The prosecutor submitted a first transfer request in 2006 in the case of former Tea Authority boss Michel Bagaragaza, who had concluded an agreement with the prosecution and been sent to The Hague for security reasons. The prosecutor sought first to have him tried in Norway, and then in the Netherlands, but neither came to fruition.
Two cases were transferred to France in 2007, involving Father Wenceslas Munyeshyaka, former priest in charge of Sainte Famille parish in Kigali, and ex-governor Laurent Bucyibaruta. Both are living on French territory and neither has yet been brought to trial.
In Africa, only Rwanda expressed willingness to receive cases from the Tribunal. Addressing the UN Security Council in December 2006, ICTR Prosecutor Hassan Bubacar Jallow said all African countries he had approached had “pleaded capacity and resource constraints” and that “Rwanda remains the main possible destination for the referral of cases”.
The same year, the ICTR Prosecutor filed requests for five cases to be transferred to the Rwandan judiciary. However, the judges rejected them unanimously on the basis of fair trial concerns. Their decisions were upheld on appeal. In one of the decisions, for example, judges said: “The Chamber is not satisfied that (Gaspard) Kanyarukiga will receive a fair trial if transferred to Rwanda. It is concerned that he will not be able to call witnesses residing outside Rwanda to the extent and in a manner which will ensure a fair trial.”
Thereafter, Rwanda made changes to its laws, including abolition of the death penalty. Believing that Rwanda was ready to prosecute the cases in accordance with international standards, ICTR Prosecutor Jallow again filed three referral requests in November 2010, involving ICTR detainee Pastor Jean Uwinkindi and two fugitives.
Citing law reforms in Rwanda, the ICTR approved the referral of the Rwandan pastor in June 2011, and the decision was confirmed on appeal in December 2011. Uwinkindi was finally transferred to Rwanda in April 2012, the first such case ever.
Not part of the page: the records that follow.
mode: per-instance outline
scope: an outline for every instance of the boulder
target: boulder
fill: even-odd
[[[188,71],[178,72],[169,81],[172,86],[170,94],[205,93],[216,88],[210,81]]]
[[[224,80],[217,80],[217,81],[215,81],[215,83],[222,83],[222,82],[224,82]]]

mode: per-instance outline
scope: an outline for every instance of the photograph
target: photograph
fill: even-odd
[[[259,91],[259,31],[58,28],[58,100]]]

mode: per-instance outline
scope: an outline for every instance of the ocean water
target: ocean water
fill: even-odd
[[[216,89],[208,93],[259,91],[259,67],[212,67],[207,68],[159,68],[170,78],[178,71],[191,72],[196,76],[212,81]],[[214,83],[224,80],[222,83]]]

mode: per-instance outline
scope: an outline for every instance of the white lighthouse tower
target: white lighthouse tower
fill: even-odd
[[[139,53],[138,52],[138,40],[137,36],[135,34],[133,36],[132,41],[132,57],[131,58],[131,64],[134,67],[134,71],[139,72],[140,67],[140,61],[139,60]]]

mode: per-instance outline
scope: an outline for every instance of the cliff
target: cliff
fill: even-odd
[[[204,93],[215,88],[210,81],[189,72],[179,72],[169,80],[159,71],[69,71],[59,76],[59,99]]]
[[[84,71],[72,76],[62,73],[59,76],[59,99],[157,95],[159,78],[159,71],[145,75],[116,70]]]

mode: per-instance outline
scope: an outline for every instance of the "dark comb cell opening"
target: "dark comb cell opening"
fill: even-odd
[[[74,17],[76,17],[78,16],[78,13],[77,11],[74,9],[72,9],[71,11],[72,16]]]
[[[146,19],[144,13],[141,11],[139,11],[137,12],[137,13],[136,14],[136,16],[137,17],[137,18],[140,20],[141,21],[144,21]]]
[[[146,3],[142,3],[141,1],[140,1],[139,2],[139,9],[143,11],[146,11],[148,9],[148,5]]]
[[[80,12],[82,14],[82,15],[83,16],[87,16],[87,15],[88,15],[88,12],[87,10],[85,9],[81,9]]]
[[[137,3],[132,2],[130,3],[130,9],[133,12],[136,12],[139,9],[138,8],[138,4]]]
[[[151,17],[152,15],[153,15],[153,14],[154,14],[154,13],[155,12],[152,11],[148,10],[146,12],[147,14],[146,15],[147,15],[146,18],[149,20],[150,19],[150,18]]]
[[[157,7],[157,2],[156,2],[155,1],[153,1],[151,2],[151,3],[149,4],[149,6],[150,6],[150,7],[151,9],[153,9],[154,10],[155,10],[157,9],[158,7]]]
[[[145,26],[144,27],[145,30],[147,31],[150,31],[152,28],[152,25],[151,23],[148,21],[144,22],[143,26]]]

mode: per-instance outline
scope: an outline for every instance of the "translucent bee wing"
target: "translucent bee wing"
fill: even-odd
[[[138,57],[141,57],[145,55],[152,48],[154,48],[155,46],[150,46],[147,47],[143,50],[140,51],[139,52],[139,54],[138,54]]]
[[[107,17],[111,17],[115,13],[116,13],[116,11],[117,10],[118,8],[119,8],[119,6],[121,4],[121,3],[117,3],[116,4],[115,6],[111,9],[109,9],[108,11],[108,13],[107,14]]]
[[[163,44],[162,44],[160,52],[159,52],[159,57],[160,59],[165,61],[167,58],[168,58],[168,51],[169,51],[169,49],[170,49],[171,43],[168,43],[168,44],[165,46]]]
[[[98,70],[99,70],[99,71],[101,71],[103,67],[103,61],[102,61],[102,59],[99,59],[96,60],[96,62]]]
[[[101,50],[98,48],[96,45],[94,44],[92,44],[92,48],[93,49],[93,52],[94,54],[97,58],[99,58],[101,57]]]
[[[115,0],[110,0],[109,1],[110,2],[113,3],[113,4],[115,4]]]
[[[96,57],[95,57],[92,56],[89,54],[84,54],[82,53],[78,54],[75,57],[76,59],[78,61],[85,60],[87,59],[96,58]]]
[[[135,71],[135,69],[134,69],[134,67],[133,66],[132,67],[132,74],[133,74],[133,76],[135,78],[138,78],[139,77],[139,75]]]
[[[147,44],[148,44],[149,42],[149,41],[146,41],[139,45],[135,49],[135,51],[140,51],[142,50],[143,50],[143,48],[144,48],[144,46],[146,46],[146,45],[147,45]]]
As a condition for approving Uwinkindi's transfer, ICTR judges said the Tribunal should set up a monitoring mechanism to ensure that his rights are respected in Rwanda. It was wrangling over monitoring that delayed his effective transfer, since negotiations with the African Committee on Human and People’s Rights to conduct the monitoring had hit problems. The ICTR has now set up a temporary arrangement, designating two of its own lawyers to act as monitors in Kigali.
Since Uwinkindi, the ICTR has approved the transfer to Rwanda of another detainee, Bernard Munyagishari, although he remains on appeal. He is the last person in ICTR custody whose trial has not yet started.
The decision to transfer Uwinkindi may have influenced that of the Canadian judiciary which also decided to hand over to Kigali another Rwandan genocide suspect, Léon Mugesera, in early 2012, ending his 15-year battle against extradition.
The trials of Mugesera and Uwinkindi have not yet started. So it remains to be seen if they will be fair, in a country that is still heavily criticized for its human rights record and its treatment of political opponents. It also remains to be seen whether the ICTR can implement an effective monitoring process.